Bella refuses to be held back, whether it be by herself or anyone else.
A boy, barely twenty-five years old, fingers the final chords of a song written only last night. Long auburn hair covers his eyes. An overgrown beard disguises his pale face. His clothes are tattered and worn, as if they haven't been washed in days. He notices the young debutant, but she pays him no mind. Bella works too hard for her money to even consider sparing a couple of bucks for the beggar, no matter how talented he might be.
And talented he is. She can admit it. The second day Bella sees him playing in the station, he's harder to ignore. Her mind begins to wander. What's his story? He's homeless, no doubt. She swears his clothes are the same as they were the day before. Maybe a war veteran? There are always stories on the news of soldiers returning from the middle east with traumatic brain injuries and PTSD. Is his music masking some sort of physical or emotional turmoil?
Probably not, she decides. He's probably just lazy.
Bella watches as he winks at a college-aged strawberry blonde, never missing a note. The girl slips a couple of carefully folded bills into his guitar case, and unbeknownst to Bella, a phone number too. Again the workaholic can't imagine parting with even a dollar of her hard earned cash, especially knowing he'll probably use it to buy drugs or booze. He's an addict, she decides. The creative minds always are.
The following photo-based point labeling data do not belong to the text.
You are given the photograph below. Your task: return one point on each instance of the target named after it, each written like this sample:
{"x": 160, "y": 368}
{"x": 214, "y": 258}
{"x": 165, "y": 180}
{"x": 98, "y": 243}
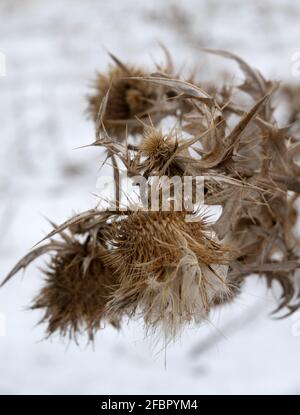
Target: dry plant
{"x": 108, "y": 265}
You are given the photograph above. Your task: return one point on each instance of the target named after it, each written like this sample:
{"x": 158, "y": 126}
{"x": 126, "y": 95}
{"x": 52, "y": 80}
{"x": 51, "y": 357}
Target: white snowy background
{"x": 53, "y": 49}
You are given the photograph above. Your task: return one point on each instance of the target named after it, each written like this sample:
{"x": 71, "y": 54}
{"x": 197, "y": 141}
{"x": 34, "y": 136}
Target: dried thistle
{"x": 76, "y": 290}
{"x": 170, "y": 271}
{"x": 156, "y": 264}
She isn't completely wrong. While Edward probably will buy booze with the money from the co-ed, he isn't an addict. But he is a typical twenty-five year old male, and it is a Friday night, after all. Playing the platform at Monroe station over the past couple of days has given him a pretty good haul. It's been a good week, one worthy of an even better weekend. He decides he might even call the digits in his case to celebrate. Blondes aren't exactly Edward's type, but they get the job done.
He prefers brunettes.
The one standing in front of him, for example. He noticed her yesterday; she was hard to miss. Sexy, sophisticated, and completely out of his league—he'd be lying if he didn't admit her to be his primary reason for playing the same location two days in a row. Edward doesn't usually enjoy a challenge, but for the slender woman eyeing him as if he were a part of some sort of sideshow, he might make an exception.
He winks again. This time his charm is directed at Bella. She's becoming more visually appealing to him with every passing moment, and Edward can't help but notice the way her blush creeps all the way down to meet a low-cut top as she scurries carefully toward an arriving train. Again he commits her face to memory, knowing he'll definitely be back on this same platform next week. He checks his watch for a reference; the time is 6:45.
Their weekends pass quickly, albeit in very different ways. Bella spends most of her time at the office. She's working on the latest press releases, eager to make another good impression at Embry & Black. Last month the boss had given her a hefty bonus for all of her hard work. This month she's aiming for a promotion instead. The first of many, she hopes.
Edward wastes his weekend. He's either intoxicated or recovering from the effects. On Saturday night he calls the blonde; it's a mistake his best friend won't let him live down anytime soon. But they don't fuck, luckily. He's too immature, she's too clingy. He realizes this half way through their aggressive make-out session—the only way he can get her to shut up, or so he thought—when the word relationship is muttered as if it's something he might be remotely interested in. He politely tells her he isn't looking for anything serious, only a good time. It seems less asshole-ish than telling her in the morning, but the stinging slap across his face leads Edward to believe she might disagree.
Talk about a mood killer.
Relationships aren't really Edward's thing. They're too much work. Oddly enough they aren't really Bella's either. She's too busy, too committed for anything other than the occasional weekend fling. And Edward... he's too noncommittal for anything other than a meaningless fuck. One might argue they would make the perfect pair, fuck buddies, or even just friends.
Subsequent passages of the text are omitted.